Same goes for Kobe. Even when he was playing, the Los Angeles Lakers were (and still are) a walking abomination that even evil foreign powers would be afraid of. Yet, because he’s a legend, Kobe will be voted in as an All-Star, and maybe even a starter, until he is 70 years old.
That same argument can be used for Carmelo Anthony in the Eastern Conference, but that’s a debate for another day.
Even young players are getting All-Star consideration and aren’t deserving of it. Damian Lillard has the Portland Trail Blazers sitting pretty in the third seed, and his teammate LaMarcus Aldridge is having another MVP-caliber season. Yet his pouting and absurd whining got him an All-Star nod.
So we’re just going to ignore the fact that Lillard shot 37 percent throughout the entire month of January, and only one member of the Memphis Grizzlies made the All-Star team? Mike Conley, despite not scoring as much as Lillard, should have been an All-Star.

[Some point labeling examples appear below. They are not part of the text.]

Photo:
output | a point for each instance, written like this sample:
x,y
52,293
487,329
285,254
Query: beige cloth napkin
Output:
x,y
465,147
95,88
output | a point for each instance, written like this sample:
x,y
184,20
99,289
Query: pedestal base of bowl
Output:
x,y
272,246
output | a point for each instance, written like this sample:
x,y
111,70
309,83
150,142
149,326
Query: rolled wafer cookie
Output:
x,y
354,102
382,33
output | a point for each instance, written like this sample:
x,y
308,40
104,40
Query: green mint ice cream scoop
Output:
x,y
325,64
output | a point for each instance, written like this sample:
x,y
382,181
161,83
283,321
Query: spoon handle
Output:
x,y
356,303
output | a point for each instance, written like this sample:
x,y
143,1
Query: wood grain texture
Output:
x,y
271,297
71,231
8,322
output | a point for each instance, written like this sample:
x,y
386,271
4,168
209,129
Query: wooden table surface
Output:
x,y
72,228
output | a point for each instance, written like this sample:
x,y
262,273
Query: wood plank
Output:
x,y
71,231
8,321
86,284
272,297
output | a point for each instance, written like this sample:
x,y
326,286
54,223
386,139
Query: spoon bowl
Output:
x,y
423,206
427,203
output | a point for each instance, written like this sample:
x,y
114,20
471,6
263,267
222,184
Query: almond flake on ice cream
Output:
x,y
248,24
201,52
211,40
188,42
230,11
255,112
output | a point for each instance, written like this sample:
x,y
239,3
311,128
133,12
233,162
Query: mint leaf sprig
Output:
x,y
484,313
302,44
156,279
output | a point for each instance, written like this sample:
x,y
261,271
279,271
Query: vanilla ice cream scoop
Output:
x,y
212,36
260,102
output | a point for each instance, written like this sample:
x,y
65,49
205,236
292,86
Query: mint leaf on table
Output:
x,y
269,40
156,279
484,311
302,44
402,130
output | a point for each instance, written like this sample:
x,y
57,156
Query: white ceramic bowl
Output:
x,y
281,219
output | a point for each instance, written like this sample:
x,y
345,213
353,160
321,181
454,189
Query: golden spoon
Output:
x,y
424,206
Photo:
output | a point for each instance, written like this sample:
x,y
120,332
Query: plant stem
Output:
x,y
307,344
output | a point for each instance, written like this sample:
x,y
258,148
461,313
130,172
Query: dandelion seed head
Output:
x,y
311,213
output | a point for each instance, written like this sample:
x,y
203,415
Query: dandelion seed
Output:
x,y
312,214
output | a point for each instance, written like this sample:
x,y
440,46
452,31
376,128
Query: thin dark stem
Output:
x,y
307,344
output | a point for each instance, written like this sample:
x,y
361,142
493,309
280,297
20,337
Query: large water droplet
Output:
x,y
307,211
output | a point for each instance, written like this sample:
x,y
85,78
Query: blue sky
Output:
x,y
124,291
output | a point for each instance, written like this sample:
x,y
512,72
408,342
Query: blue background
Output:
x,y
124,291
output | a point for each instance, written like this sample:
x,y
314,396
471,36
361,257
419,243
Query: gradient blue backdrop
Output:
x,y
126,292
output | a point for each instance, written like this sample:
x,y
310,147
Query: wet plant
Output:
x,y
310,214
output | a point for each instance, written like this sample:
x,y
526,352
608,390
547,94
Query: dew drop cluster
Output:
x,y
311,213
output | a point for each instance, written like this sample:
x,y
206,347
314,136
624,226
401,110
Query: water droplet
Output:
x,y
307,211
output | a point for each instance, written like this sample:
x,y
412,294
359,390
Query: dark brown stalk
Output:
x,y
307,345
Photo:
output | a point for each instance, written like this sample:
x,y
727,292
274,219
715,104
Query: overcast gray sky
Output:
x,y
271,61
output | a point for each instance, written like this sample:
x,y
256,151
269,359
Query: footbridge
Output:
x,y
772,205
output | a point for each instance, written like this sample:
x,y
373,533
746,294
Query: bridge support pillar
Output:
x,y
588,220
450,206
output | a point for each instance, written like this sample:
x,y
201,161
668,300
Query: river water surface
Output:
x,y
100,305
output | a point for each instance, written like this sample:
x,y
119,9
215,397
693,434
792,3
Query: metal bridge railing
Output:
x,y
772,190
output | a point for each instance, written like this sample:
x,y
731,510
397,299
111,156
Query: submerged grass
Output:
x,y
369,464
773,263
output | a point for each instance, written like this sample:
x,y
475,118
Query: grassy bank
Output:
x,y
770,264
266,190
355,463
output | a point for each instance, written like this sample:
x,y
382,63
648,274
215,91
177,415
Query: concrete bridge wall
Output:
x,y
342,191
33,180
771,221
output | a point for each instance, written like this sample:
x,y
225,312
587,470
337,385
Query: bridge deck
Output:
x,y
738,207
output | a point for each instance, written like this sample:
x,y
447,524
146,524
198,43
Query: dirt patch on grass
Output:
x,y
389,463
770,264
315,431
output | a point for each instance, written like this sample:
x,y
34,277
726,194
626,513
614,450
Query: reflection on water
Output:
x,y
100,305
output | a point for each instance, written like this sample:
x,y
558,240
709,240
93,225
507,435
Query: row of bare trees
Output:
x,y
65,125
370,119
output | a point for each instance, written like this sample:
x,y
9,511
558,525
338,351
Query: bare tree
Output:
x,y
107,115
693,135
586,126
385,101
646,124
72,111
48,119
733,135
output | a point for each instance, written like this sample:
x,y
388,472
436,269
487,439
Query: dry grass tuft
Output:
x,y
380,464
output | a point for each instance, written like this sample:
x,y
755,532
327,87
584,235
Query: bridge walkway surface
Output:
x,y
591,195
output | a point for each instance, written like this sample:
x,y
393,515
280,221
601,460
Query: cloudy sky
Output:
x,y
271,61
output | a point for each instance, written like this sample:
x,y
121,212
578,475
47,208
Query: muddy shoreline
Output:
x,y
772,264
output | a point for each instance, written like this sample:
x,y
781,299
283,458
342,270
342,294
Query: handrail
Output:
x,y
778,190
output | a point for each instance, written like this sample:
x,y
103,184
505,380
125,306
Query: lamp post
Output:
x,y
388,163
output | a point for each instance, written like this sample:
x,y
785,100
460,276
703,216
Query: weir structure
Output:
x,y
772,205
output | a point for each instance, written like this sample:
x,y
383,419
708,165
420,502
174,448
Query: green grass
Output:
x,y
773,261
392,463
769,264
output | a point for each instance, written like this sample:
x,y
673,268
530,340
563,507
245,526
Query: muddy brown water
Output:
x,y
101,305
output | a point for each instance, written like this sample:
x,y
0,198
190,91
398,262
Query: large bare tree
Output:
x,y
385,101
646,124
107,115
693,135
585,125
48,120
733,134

The day the NBA All-Star Game stops being a popularity contest and actually rewards players for the work they’ve done throughout the season, the world will be a better place. Four members of the Atlanta Hawks made the All-Star Game. It’s acceptable because the Hawks are the best team in the NBA right now and the only thing that can remotely stop them right now is a nuclear war.
The NBA got it right with having Stephen Curry and Klay Thompson both in the game. It took them forever to get it right regarding DeMarcus Cousins.
It’s a never-ending cycle, and Dirk just happens to be right in the middle of it. It’s not his fault he’s in the All-Star Game. For his work throughout his career, Dirk deserves to be in the game. If we’re going off that logic, so does Duncan and even Kobe.
The legend treatment for the All-Star Game is a good idea, but it’s also terrible. The NBA doesn’t have a criteria of who should be an All-Star. If it did, Kyle Korver wouldn’t be playing in the game. It’s a crime that the likes of Randolph, Conley, Jordan and others didn’t make it. The argument before was that there were too many good players at every position. What’s the argument now?
Unfortunately for Dirk, he just happened to fall in the vicious cycle of the legend treatment. For being a legend alone, he deserves it. People should be happy for Dirk because he’s getting such recognition for the years he’s put in for the Mavericks, as well as the NBA.
But in the grand scheme of things, Dirk shouldn’t have been in. He deserves it, but he doesn’t deserve it.